Оторвав взгляд от текста, Финнен взглянул на заголовки нескольких других книг. Легенды и сказки. Рассказы из Далеких времен. О геройских подвигах давно минувших дней.
– Интересная у Каиры была подборка литературы, – сказал он.
– Зачем ты сюда пришел? – послышался за его спиной голос Нираджа.
– Не слишком-то ты гостеприимен, – Финнен положил книгу. – Я просто хочу поговорить.
– О чем?
– Например, о Каире. Не хочешь спросить, как у нее дела?
– Как у нее дела?
Повернувшись, Финнен взглянул на Нираджа. Брат Каиры сидел, развалившись в кресле, его лицо наполовину скрывал полумрак.
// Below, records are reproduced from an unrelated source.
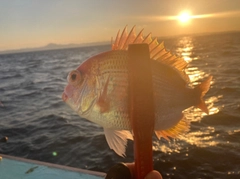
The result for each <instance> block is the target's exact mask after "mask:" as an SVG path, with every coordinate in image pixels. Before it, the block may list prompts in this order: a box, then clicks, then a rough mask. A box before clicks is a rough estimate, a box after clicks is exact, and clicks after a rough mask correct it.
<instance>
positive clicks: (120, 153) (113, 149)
mask: <svg viewBox="0 0 240 179" xmlns="http://www.w3.org/2000/svg"><path fill="white" fill-rule="evenodd" d="M104 133H105V137H106V140H107V143H108V145H109V147H110V149H113V150H114V151H115V152H116V153H117V154H118V155H120V156H121V157H125V151H126V146H127V139H130V140H133V136H132V134H131V132H130V131H127V130H114V129H107V128H104Z"/></svg>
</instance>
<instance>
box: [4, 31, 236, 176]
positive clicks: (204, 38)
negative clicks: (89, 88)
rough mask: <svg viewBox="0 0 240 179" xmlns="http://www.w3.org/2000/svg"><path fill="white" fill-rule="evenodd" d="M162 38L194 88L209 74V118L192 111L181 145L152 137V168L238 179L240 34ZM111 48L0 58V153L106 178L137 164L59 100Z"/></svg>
mask: <svg viewBox="0 0 240 179" xmlns="http://www.w3.org/2000/svg"><path fill="white" fill-rule="evenodd" d="M159 40H160V41H162V40H164V42H165V46H166V48H167V49H168V50H170V51H171V52H172V53H173V54H176V55H179V56H182V57H183V58H184V59H185V60H186V61H187V62H189V66H188V69H187V72H188V74H189V75H190V78H191V80H192V85H193V86H195V85H197V84H199V82H200V81H202V80H203V79H204V78H205V77H206V76H208V75H212V76H213V82H212V85H211V88H210V90H209V92H208V93H207V95H206V96H205V100H206V102H207V105H208V107H209V109H210V115H208V116H207V115H204V114H202V113H201V112H200V111H199V110H197V109H190V111H191V115H190V118H191V121H192V122H191V128H190V131H189V132H188V133H187V134H186V135H184V136H183V137H181V138H180V139H175V140H170V141H166V140H165V139H161V140H160V141H159V140H157V139H156V137H153V149H154V168H155V169H156V170H158V171H160V172H161V173H162V175H163V178H164V179H167V178H177V179H181V178H183V179H185V178H192V179H195V178H224V179H228V178H229V179H230V178H231V179H232V178H240V32H231V33H221V34H208V35H188V36H187V35H186V36H178V37H171V38H165V39H159ZM107 50H110V45H103V46H92V47H81V48H73V49H61V50H51V51H39V52H28V53H18V54H4V55H0V101H1V103H0V139H1V138H2V137H4V136H7V137H8V138H9V139H8V141H7V142H0V153H2V154H7V155H13V156H18V157H24V158H28V159H34V160H40V161H45V162H51V163H56V164H62V165H68V166H73V167H79V168H83V169H89V170H96V171H102V172H107V171H108V169H109V168H110V167H111V166H113V165H114V164H116V163H118V162H132V161H133V142H131V141H130V142H129V143H128V147H127V153H126V157H125V158H122V157H119V156H117V155H116V154H115V153H114V152H113V151H112V150H110V149H109V147H108V145H107V142H106V140H105V136H104V133H103V129H102V128H101V127H100V126H98V125H96V124H94V123H91V122H89V121H88V120H86V119H82V118H81V117H79V116H78V115H77V114H75V113H74V111H72V109H70V108H69V107H68V106H67V105H66V104H65V103H64V102H63V101H62V99H61V94H62V92H63V89H64V86H65V85H66V84H67V80H66V78H67V75H68V73H69V72H70V71H71V70H72V69H75V68H76V67H77V66H78V65H80V64H81V63H82V62H83V61H84V60H86V59H87V58H89V57H91V56H93V55H96V54H98V53H100V52H104V51H107Z"/></svg>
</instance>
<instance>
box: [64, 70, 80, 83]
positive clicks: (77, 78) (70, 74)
mask: <svg viewBox="0 0 240 179" xmlns="http://www.w3.org/2000/svg"><path fill="white" fill-rule="evenodd" d="M67 80H68V82H69V83H70V84H72V85H74V86H75V85H78V84H80V83H81V82H82V80H83V78H82V74H81V72H80V71H78V70H73V71H71V72H70V73H69V74H68V78H67Z"/></svg>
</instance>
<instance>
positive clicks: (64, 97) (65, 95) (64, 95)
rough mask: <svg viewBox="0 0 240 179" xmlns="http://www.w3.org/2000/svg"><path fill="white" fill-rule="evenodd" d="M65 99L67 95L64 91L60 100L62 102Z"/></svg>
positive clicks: (62, 93) (65, 101) (64, 101)
mask: <svg viewBox="0 0 240 179" xmlns="http://www.w3.org/2000/svg"><path fill="white" fill-rule="evenodd" d="M67 99H68V96H67V95H66V93H65V92H63V93H62V100H63V101H64V102H66V101H67Z"/></svg>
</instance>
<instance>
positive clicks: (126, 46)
mask: <svg viewBox="0 0 240 179" xmlns="http://www.w3.org/2000/svg"><path fill="white" fill-rule="evenodd" d="M135 29H136V28H135V26H134V27H133V28H132V30H131V31H130V33H129V34H128V32H127V26H126V27H125V28H124V30H123V31H122V34H121V36H119V34H120V32H118V34H117V37H116V40H115V41H114V42H112V50H127V49H128V45H129V44H135V43H147V44H148V45H149V51H150V58H151V59H153V60H156V61H158V62H160V63H163V64H165V65H168V66H171V67H172V68H173V69H175V70H176V71H177V72H178V73H179V75H180V76H181V77H182V78H183V79H184V80H185V81H186V82H187V83H189V77H188V75H187V74H186V73H185V71H184V69H185V68H186V66H187V62H186V61H185V60H184V59H182V58H180V57H176V56H175V55H172V54H171V53H170V52H168V51H166V49H165V48H164V44H163V42H162V43H160V44H159V42H158V40H157V38H154V39H152V34H151V33H149V34H148V35H147V36H146V37H143V29H142V30H141V31H140V32H139V34H138V35H137V36H136V33H135Z"/></svg>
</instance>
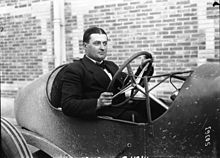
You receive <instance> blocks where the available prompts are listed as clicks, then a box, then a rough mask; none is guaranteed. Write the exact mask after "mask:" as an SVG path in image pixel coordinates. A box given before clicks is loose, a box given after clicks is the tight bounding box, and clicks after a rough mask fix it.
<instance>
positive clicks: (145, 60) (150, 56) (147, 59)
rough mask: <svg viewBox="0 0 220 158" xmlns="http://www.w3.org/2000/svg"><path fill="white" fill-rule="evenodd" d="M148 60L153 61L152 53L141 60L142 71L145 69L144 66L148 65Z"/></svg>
mask: <svg viewBox="0 0 220 158" xmlns="http://www.w3.org/2000/svg"><path fill="white" fill-rule="evenodd" d="M148 59H151V60H153V57H152V55H151V54H150V53H148V54H147V55H145V56H144V57H143V58H142V60H141V65H140V68H141V69H143V68H144V66H145V65H146V64H147V62H148ZM150 66H152V65H150Z"/></svg>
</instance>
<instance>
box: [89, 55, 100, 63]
mask: <svg viewBox="0 0 220 158" xmlns="http://www.w3.org/2000/svg"><path fill="white" fill-rule="evenodd" d="M86 57H87V58H88V59H89V60H91V61H92V62H94V63H100V64H101V63H102V62H103V60H102V61H96V60H94V59H92V58H90V57H89V56H88V55H86Z"/></svg>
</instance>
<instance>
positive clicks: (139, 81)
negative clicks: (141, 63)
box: [107, 51, 152, 107]
mask: <svg viewBox="0 0 220 158" xmlns="http://www.w3.org/2000/svg"><path fill="white" fill-rule="evenodd" d="M148 54H149V53H148V52H146V51H141V52H138V53H135V54H134V55H132V56H131V57H130V58H128V59H127V60H126V61H125V62H124V63H123V64H122V65H121V66H120V68H119V69H118V71H117V72H116V73H115V75H114V76H113V78H112V80H111V82H110V83H109V85H108V88H107V91H112V89H113V85H114V83H115V81H116V79H117V77H118V76H119V74H121V73H122V71H123V70H124V69H125V67H127V70H128V77H130V79H129V80H131V83H130V84H127V85H125V88H124V87H122V88H121V90H120V91H119V92H118V93H117V94H115V95H113V99H114V98H115V97H116V96H118V95H120V94H122V93H125V92H126V91H128V90H132V91H133V90H135V88H136V89H137V91H136V92H134V93H132V94H131V96H129V97H128V98H126V99H125V100H124V101H122V102H120V103H118V104H113V105H112V106H114V107H119V106H121V105H123V104H124V103H126V102H128V101H129V100H131V99H132V98H133V97H134V96H135V95H136V94H137V92H138V91H141V92H142V93H143V94H144V95H145V96H146V97H148V92H146V89H145V88H144V87H142V86H141V85H139V84H138V83H137V82H140V80H141V77H140V76H141V75H143V73H144V71H146V70H145V69H146V68H147V67H148V65H149V63H151V62H152V59H147V60H148V61H146V62H147V64H146V65H145V67H144V68H143V69H142V71H141V72H140V74H139V75H138V77H137V78H136V79H135V76H134V74H133V71H132V69H131V66H130V63H131V62H132V61H133V60H134V59H136V58H138V57H139V56H143V55H148Z"/></svg>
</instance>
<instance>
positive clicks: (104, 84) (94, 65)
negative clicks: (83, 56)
mask: <svg viewBox="0 0 220 158" xmlns="http://www.w3.org/2000/svg"><path fill="white" fill-rule="evenodd" d="M82 61H83V64H84V65H85V67H86V69H87V70H88V71H89V72H90V73H92V76H93V78H94V79H95V80H96V82H97V83H98V84H99V85H100V86H101V87H103V88H104V89H106V88H107V87H108V85H109V83H110V81H111V80H110V79H109V77H108V75H107V74H106V73H105V72H104V70H103V69H102V68H101V67H99V66H98V65H96V64H95V63H94V62H93V61H91V60H90V59H88V58H87V57H86V56H84V57H83V59H82Z"/></svg>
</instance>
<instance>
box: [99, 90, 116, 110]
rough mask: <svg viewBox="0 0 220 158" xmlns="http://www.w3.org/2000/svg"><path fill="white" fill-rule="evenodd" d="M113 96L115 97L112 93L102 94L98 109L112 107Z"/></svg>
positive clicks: (100, 99) (99, 101)
mask: <svg viewBox="0 0 220 158" xmlns="http://www.w3.org/2000/svg"><path fill="white" fill-rule="evenodd" d="M112 96H113V93H112V92H103V93H101V95H100V97H99V98H98V101H97V109H100V108H101V107H105V106H110V105H112Z"/></svg>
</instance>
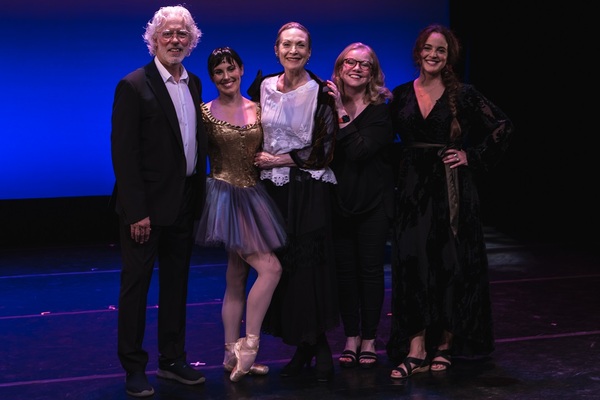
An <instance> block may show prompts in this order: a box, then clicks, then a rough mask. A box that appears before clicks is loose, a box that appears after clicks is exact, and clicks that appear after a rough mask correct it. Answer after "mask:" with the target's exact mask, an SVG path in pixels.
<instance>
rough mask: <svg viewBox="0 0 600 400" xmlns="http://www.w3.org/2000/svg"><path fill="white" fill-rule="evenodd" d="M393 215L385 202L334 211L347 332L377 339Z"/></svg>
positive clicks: (380, 312)
mask: <svg viewBox="0 0 600 400" xmlns="http://www.w3.org/2000/svg"><path fill="white" fill-rule="evenodd" d="M389 224H390V221H389V218H388V217H387V216H386V214H385V210H384V208H383V204H380V205H379V206H378V207H377V208H375V209H373V210H371V211H369V212H367V213H364V214H361V215H353V216H341V215H340V214H339V213H334V217H333V240H334V249H335V262H336V271H337V282H338V294H339V307H340V315H341V318H342V323H343V326H344V334H345V335H346V336H359V335H360V336H361V338H362V339H367V340H370V339H375V338H376V336H377V328H378V326H379V321H380V319H381V310H382V306H383V299H384V295H385V293H384V291H385V282H384V263H385V246H386V242H387V240H388V238H389V226H390V225H389Z"/></svg>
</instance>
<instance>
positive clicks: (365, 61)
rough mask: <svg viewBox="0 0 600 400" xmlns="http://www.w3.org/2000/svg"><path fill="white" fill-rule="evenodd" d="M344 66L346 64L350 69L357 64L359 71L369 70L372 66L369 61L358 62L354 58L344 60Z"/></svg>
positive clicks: (372, 64) (352, 67) (346, 58)
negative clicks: (358, 65) (359, 68)
mask: <svg viewBox="0 0 600 400" xmlns="http://www.w3.org/2000/svg"><path fill="white" fill-rule="evenodd" d="M344 64H346V65H347V66H349V67H350V68H354V66H355V65H356V64H358V65H359V67H360V69H363V70H365V71H366V70H368V69H371V67H372V66H373V64H371V62H370V61H358V60H355V59H354V58H344Z"/></svg>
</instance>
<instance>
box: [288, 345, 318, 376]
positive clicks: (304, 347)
mask: <svg viewBox="0 0 600 400" xmlns="http://www.w3.org/2000/svg"><path fill="white" fill-rule="evenodd" d="M313 356H314V347H313V346H310V345H308V344H305V343H303V344H301V345H299V346H298V347H297V348H296V352H295V353H294V355H293V356H292V359H291V360H290V362H288V363H287V364H286V365H284V366H283V368H282V369H281V372H280V373H279V375H280V376H282V377H290V376H296V375H299V374H300V372H302V369H303V368H304V366H307V367H310V364H311V362H312V359H313Z"/></svg>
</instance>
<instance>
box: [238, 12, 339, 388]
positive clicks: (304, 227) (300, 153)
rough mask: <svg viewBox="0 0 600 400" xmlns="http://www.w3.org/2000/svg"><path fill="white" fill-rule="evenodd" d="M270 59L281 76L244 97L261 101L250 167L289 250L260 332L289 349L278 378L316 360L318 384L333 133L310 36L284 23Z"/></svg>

Оранжевое сияние освещало лишь часть щеки и глаз, под которым виднелась глубокая тень.
– У нее все хорошо. Какое-то время мы виделись не слишком часто, так как мне казалось, будто кто-то за мной ходит, но теперь все в порядке. Кажется.
– И ты считаешь, что за тобой следили люди моего отца? – рассмеялся Нирадж. Тень под его глазом пошевелилась, а в зрачке заплясала искорка. – Пожалуй, ты несколько его переоцениваешь.
– Осторожность никогда не помешает.
– И кто это говорит? Тот, который провел с моим отцом приятный вечер сперва на публичной казни, а потом на турнире?
– Согласен, возможно, это была не самая лучшая идея. Но я тогда следил за каждым своим словом.
– А может, тебе и здесь стоило бы за ними следить? – Нирадж огляделся, а затем шепотом добавил: – В этом доме у стен есть уши, так что хорошенько подумай, прежде чем что-нибудь сказать.
Финнен побледнел.
– Ты говорил, что твоего отца нет дома. А слуги… – он побледнел еще больше. – Думаешь, слуги могут подслушивать, а потом доносить?
– Конечно, – Нирадж скрылся во мраке, откуда после мгновения драматической тишины послышался взрыв смеха. – Жаль, что ты не можешь сейчас увидеть свою физиономию! Ладно, спокойно, не переживай. Я позаботился о паре развлечений для слуг, так что в ближайшие полчаса они будут крайне заняты.
– Твой отец не знает, что Каира жива? – уточнил Финнен.
Нирадж беспокойно пошевелился, и из мрака появилось его лицо целиком. В оранжевом свете оно выглядело словно неумелое творение ребенка – слишком глубоко вдавленные маленькими пальчиками глаза, похожий на бесформенный комок папье-маше нос, впалые щеки и множество теней повсюду. Он уже не смеялся.
Финнену показалось, будто на лице Нираджа промелькнула неуверенность, но это могла быть просто иллюзия.
– Естественно, нет. Если бы отец знал про Каиру, я бы ее предупредил.
– Точно? Я тут как раз подумал… знаешь, с самого начала всей этой гребаной истории меня мучают сомнения, на чьей ты, собственно, стороне.
– Будь я на стороне отца, Каира бы от него так легко не отделалась.
– Пожалуй, – неохотно кивнул Финнен. – Но я все же предпочел бы выяснить ответ на несколько вопросов. Например – когда ты добил ту женщину в Архиве. Ты уже заранее знал, что придется помочь ей умереть, но отговорился какой-то чушью и дождался, когда к нам присоединится Каира, чтобы смерть произошла на ее глазах. Так ведь? Тебе важно было, чтобы Каира видела, как ты душишь ту женщину. Почему?